Someone please help me, I do not understand how to solve this problem:
Let x be a random variable representing dividend yield of bank stocks. We may assume that x has a normal distribution with σ = 2.0%. A random sample of 10 bank stocks gave the following yields (in percents).
5.7 4.8 6.0 4.9 4.0 3.4 6.5 7.1 5.3 6.1
The sample mean is x = 5.38%. Suppose that for the entire stock market, the mean dividend yield is μ = 4.9%. Do these data indicate that the dividend yield of all bank stocks is higher than 4.9%? Use α = 0.01.

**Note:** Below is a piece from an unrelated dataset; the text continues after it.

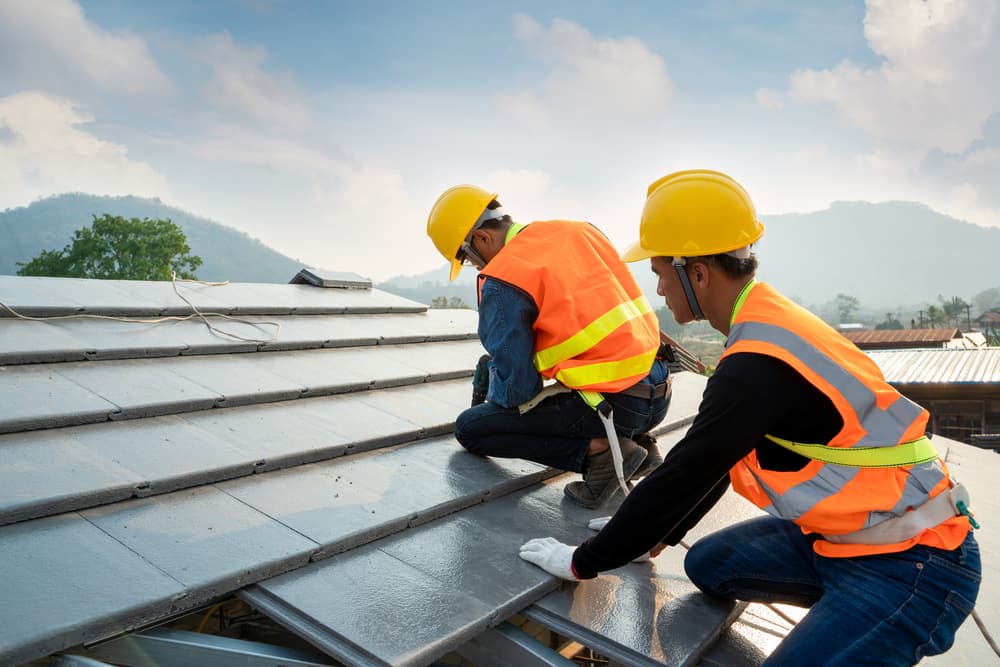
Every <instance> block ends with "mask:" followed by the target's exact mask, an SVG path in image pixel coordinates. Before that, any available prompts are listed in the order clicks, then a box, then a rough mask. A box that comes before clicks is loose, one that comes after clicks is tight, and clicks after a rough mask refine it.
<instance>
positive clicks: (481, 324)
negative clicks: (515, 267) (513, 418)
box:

(a) What is the level of significance?
(b) What is the value of the sample test statistic? (Round your answer to two decimal places.)
(c) Find (or estimate) the P-value. (Round your answer to four decimal places.)
(a) The level of significance, denoted by α, is the probability of making a Type I error, which is rejecting a true null hypothesis. In this case, α = 0.01, which means we are willing to accept a 1% chance of wrongly concluding that the dividend yield of bank stocks is higher than 4.9% when it is not.
(b) To find the sample test statistic, we need to calculate the test statistic called the t-score. The formula for the t-score is:
t = (x - μ) / (σ / √n)
where x is the sample mean, μ is the population mean, σ is the population standard deviation, and n is the sample size.
In this case, x = 5.38%, μ = 4.9%, σ = 2.0%, and n = 10.
Plugging in these values, we get:
t = (5.38% - 4.9%) / (2.0% / √10) ≈ 0.219
So, the value of the sample test statistic is approximately 0.219.
(c) To find the P-value, we need to compare the test statistic (t-score) to the critical value(s) based on the given significance level (α = 0.01) and the degrees of freedom (df = n - 1).
In this case, the degrees of freedom is df = 10 - 1 = 9.
Using a standard normal distribution table, we can find that the critical value corresponding to a significance level of 0.01 for a two-tailed test is approximately ±2.821.
Since our test statistic (t = 0.219) is within the range of -2.821 to +2.821, it means it falls within the acceptance region, and the P-value is greater than 0.01.
To estimate the P-value, we can use statistical software or a calculator that provides the option to find the P-value directly from the t-distribution. Alternatively, we can use a t-table.
Using a t-table with 9 degrees of freedom, we find that the t-value of 0.219 corresponds to a P-value of approximately 0.8308.
Therefore, the P-value is approximately 0.8308.